Paraguay wird für Deutschland im Sechzehntelfinale der WM heute Abend (22.30 Uhr/ZDF, MagentaTV und BILD-Liveticker) ein harter Brocken. Trainer Gustavo Alfaro (63) kündigt an: „Ich habe ein Team, das härter kämpft als alle anderen.“ Die defensive Stärke der Südamerikaner erinnert an Ecuador, das Deutschland in der Vorrunde mit 1:2 besiegte.
Paraguays Abwehr: eine harte Nuss
In der südamerikanischen WM-Qualifikation kassierte Paraguay nur zehn Tore in 18 Spielen. Das Team ist defensiv extrem stabil. Kapitän Gustavo Gómez (33/Palmeiras) richtete vor dem Spiel eine Kampfansage an Deutschland: „Das war noch lange nicht alles. Wenn ein Paraguayer daran glaubt, ist nichts unmöglich. Wir kämpfen mit ganzer Seele dafür, den Namen unseres Landes ganz nach oben zu bringen.“
Neben Gómez verteidigt der ehemalige Herthaner Omar Alderete (29/Sunderland), dessen Einsatz wegen Knieproblemen noch fraglich ist.

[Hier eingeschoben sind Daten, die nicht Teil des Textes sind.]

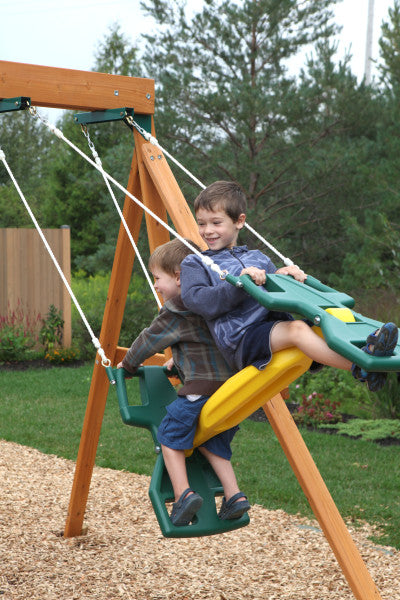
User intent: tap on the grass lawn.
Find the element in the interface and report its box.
[0,366,400,549]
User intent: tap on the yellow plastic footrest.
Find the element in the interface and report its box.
[194,348,312,447]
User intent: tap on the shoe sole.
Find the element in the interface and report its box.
[171,494,203,527]
[367,323,398,356]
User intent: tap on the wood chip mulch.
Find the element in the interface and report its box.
[0,440,400,600]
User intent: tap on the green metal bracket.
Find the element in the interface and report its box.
[125,115,151,133]
[74,107,133,125]
[0,96,31,113]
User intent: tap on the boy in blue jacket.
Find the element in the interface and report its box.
[181,181,398,391]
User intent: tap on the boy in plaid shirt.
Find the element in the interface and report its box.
[118,239,250,526]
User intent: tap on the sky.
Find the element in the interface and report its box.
[0,0,394,122]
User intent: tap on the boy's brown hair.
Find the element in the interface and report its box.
[194,181,247,223]
[149,238,200,275]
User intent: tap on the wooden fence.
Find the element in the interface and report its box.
[0,227,71,347]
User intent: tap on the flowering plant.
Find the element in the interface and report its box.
[293,392,342,427]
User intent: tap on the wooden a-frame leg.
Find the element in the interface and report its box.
[263,394,381,600]
[64,150,143,537]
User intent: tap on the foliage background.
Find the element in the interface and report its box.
[0,0,400,337]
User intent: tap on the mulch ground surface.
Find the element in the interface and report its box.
[0,440,400,600]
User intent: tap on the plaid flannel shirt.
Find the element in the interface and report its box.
[122,296,234,396]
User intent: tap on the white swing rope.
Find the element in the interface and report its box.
[0,147,111,367]
[82,126,162,309]
[29,106,226,279]
[126,115,294,266]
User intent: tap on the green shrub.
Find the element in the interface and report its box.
[0,302,41,362]
[39,304,64,352]
[44,348,80,365]
[290,367,376,418]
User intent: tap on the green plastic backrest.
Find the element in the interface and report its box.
[112,366,250,537]
[226,274,400,371]
[113,366,176,445]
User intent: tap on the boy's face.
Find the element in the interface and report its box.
[196,208,246,250]
[152,267,181,302]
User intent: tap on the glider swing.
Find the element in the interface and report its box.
[0,61,399,600]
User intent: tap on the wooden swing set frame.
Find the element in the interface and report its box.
[0,61,381,600]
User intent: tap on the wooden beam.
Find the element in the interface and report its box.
[263,394,381,600]
[142,144,207,250]
[64,148,143,537]
[0,61,154,114]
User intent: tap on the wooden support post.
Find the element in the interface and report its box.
[263,394,381,600]
[64,150,143,537]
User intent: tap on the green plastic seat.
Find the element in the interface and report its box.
[226,274,400,371]
[113,366,250,538]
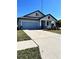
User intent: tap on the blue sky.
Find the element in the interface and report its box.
[17,0,61,19]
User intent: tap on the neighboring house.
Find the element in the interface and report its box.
[17,10,57,29]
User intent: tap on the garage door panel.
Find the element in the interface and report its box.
[22,21,40,29]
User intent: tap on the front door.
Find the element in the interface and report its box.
[41,21,45,29]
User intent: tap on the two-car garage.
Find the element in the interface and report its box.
[20,20,41,29]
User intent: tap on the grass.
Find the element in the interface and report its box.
[46,30,61,34]
[17,30,31,41]
[17,47,41,59]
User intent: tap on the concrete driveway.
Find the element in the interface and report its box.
[24,30,61,59]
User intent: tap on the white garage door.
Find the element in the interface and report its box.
[21,21,40,29]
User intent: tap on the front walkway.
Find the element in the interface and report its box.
[24,30,61,59]
[17,40,38,50]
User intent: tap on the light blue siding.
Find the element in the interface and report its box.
[21,20,41,29]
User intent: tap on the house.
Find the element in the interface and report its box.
[17,10,57,29]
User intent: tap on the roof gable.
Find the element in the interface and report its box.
[41,14,57,22]
[23,10,44,17]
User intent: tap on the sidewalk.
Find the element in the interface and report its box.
[17,40,38,50]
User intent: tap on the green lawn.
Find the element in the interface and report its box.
[17,47,41,59]
[46,30,61,34]
[17,30,31,41]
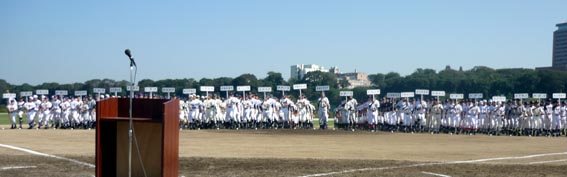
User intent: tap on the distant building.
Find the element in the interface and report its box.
[290,64,327,80]
[551,22,567,70]
[536,22,567,71]
[337,70,372,89]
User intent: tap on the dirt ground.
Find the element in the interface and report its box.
[0,130,567,176]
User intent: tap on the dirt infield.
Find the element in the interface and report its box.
[0,130,567,176]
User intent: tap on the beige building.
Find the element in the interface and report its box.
[337,70,372,89]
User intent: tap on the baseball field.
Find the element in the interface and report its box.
[0,117,567,176]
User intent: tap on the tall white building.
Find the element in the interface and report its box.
[290,64,328,80]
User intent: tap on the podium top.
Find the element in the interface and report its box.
[97,98,179,121]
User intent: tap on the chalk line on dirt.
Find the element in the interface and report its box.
[421,171,451,177]
[528,159,567,165]
[0,166,36,170]
[0,144,95,168]
[301,152,567,177]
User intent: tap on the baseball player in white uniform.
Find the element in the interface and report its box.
[24,98,37,129]
[6,99,18,129]
[317,93,331,130]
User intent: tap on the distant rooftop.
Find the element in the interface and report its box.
[555,21,567,30]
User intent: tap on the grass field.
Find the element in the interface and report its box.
[0,130,567,176]
[0,113,10,125]
[0,113,335,127]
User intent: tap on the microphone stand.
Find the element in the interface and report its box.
[128,60,138,177]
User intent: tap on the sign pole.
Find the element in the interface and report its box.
[293,84,307,95]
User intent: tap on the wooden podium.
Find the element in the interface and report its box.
[96,98,179,177]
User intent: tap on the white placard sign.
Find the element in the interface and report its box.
[35,90,49,95]
[258,87,272,92]
[469,93,484,99]
[236,85,251,92]
[183,89,197,95]
[221,85,234,92]
[276,85,291,91]
[55,90,69,96]
[93,88,106,94]
[339,91,354,96]
[553,93,566,99]
[2,93,16,99]
[492,96,506,102]
[449,93,465,100]
[144,87,157,93]
[514,93,530,99]
[20,91,33,97]
[415,89,429,95]
[161,87,175,93]
[199,86,215,92]
[293,84,307,90]
[532,93,547,99]
[386,93,402,98]
[315,85,331,92]
[431,91,446,96]
[126,85,140,92]
[108,87,122,93]
[75,90,87,96]
[366,89,380,95]
[400,92,415,98]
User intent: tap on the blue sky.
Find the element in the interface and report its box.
[0,0,567,84]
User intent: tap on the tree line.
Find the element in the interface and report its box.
[0,66,567,105]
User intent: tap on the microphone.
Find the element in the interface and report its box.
[124,49,136,67]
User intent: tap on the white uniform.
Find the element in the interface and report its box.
[318,97,330,126]
[60,100,71,126]
[24,101,37,128]
[345,99,358,124]
[79,103,92,125]
[430,103,443,132]
[51,100,62,126]
[280,98,293,122]
[39,101,53,128]
[70,99,81,125]
[6,101,18,128]
[188,99,203,123]
[366,100,380,126]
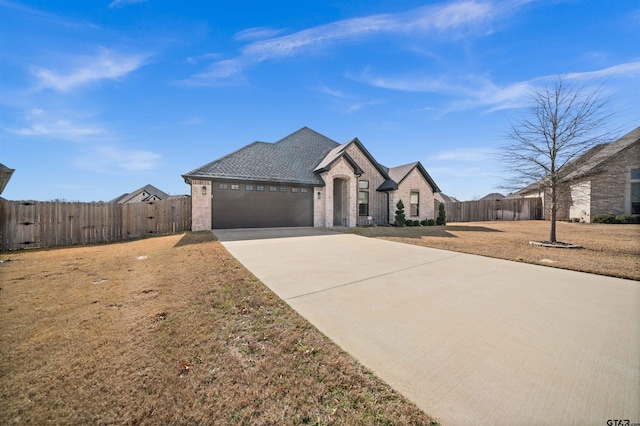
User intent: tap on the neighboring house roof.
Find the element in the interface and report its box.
[517,127,640,194]
[389,161,440,193]
[182,127,338,185]
[565,127,640,180]
[478,192,506,201]
[0,163,16,194]
[109,185,169,204]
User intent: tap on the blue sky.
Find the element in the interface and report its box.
[0,0,640,201]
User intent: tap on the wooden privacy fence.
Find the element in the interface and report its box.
[435,198,543,222]
[0,197,191,251]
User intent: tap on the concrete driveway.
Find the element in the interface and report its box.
[215,228,640,426]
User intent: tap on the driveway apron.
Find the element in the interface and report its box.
[215,228,640,425]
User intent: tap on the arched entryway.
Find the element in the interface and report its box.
[333,178,349,226]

Die Abwehrreihe gilt als schwer zu durchbrechen, ähnlich einer Paranuss – ein Vergleich, der sich vom nordbrasilianischen Bundesstaat Pará ableitet, nicht von Paraguay.
Der nervigste Profi der WM: Andrés Cubas
Im zentralen Mittelfeld spielt Andrés Cubas (30/Vancouver), der laut einer Fifa-Statistik zu defensiven Störaktionen der unangenehmste Gegenspieler der WM ist. Mit 37 Störaktionen – Zweikämpfe, Passweg-Zustellen und Gegenspieler-Behinderung – führt er das Ranking an. Zum Vergleich: Bester deutscher Profi ist Felix Nmecha mit 20 Störaktionen. Cubas ist Teamkollege von Thomas Müller bei Vancouver.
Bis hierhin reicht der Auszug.